The client gets the XIC XNAreaNeeded value. The input method returns its suggested size in this value. The input method should pay attention to any constraints suggested by the client.
The client sets the XIC XNArea value to inform the input method of the geometry of the input method's window. The client should try to honor the geometry requested by the input method. The input method must accept this geometry.
Clients performing geometry management must be aware that setting other IC values may affect the geometry desired by an input method. For example, the XNFontSet and XNLineSpacing values may change the geometry desired by the input method. It is the responsibility of the client to renegotiate the geometry of the input method window when it is needed.

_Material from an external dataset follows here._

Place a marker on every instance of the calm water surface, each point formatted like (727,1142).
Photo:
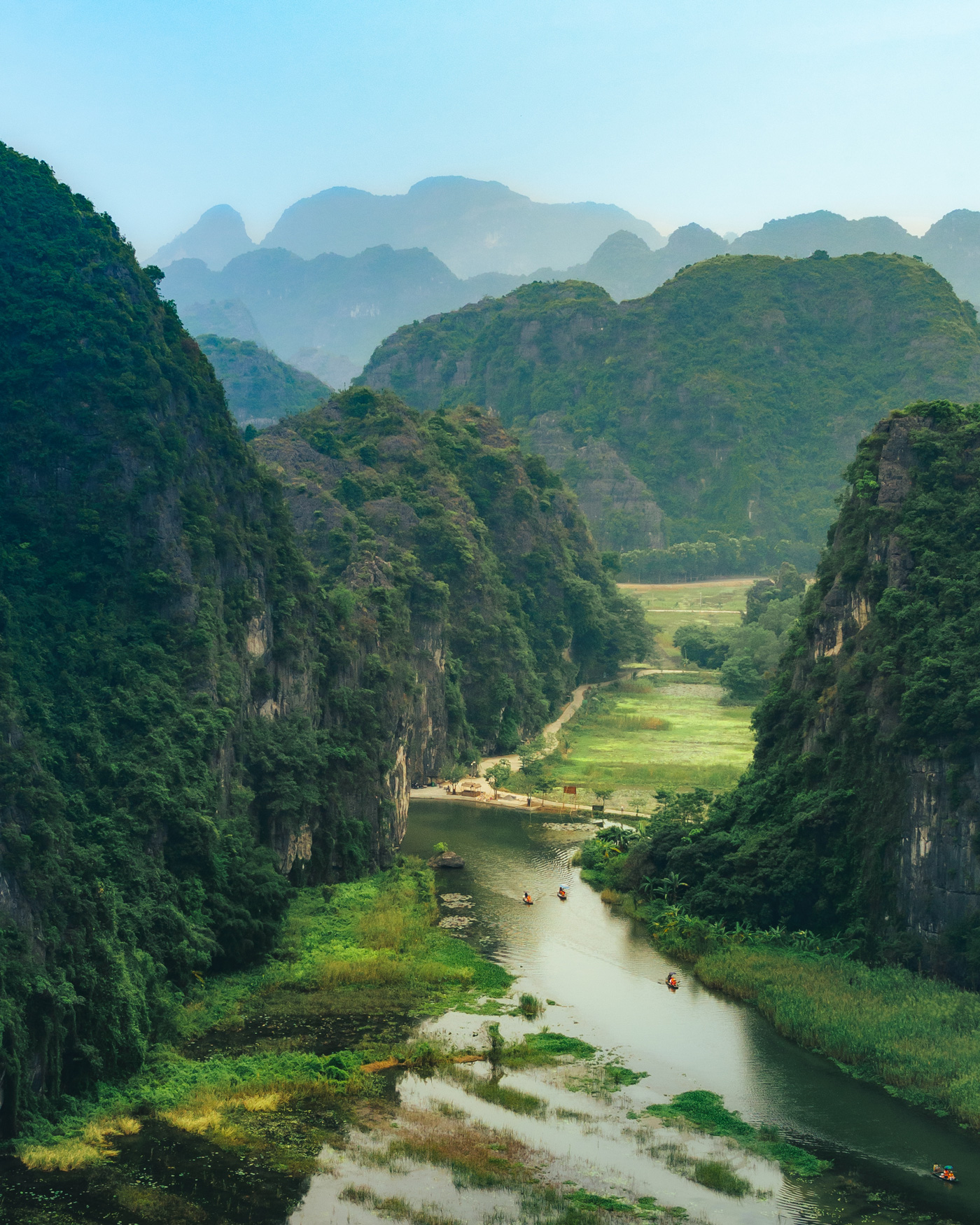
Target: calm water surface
(608,985)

In addition, a geometry management callback is provided by which an input method can initiate a geometry change.
A filtering mechanism is provided to allow input methods to capture X events transparently to clients. It is expected that toolkits (or clients) using the XmbLookupString() or XwcLookupString() function call this filter at some point in the event processing mechanism to make sure that events needed by an input method can be filtered by that input method. If there is no filter, a client can receive and discard events that are necessary for the proper functioning of an input method. The following provides a few examples of such events:
Expose events that are on a preedit window in local mode.
Events can be used by an input method to communicate with an input server. Such input server protocol-related events have to be intercepted if the user does not want to disturb client code.
Key events can be sent to a filter before they are bound to translations such as Xt provides.
Clients are expected to get the XIC XNFilterEvents value and add to the event mask for the client window with that event mask. This mask can be 0.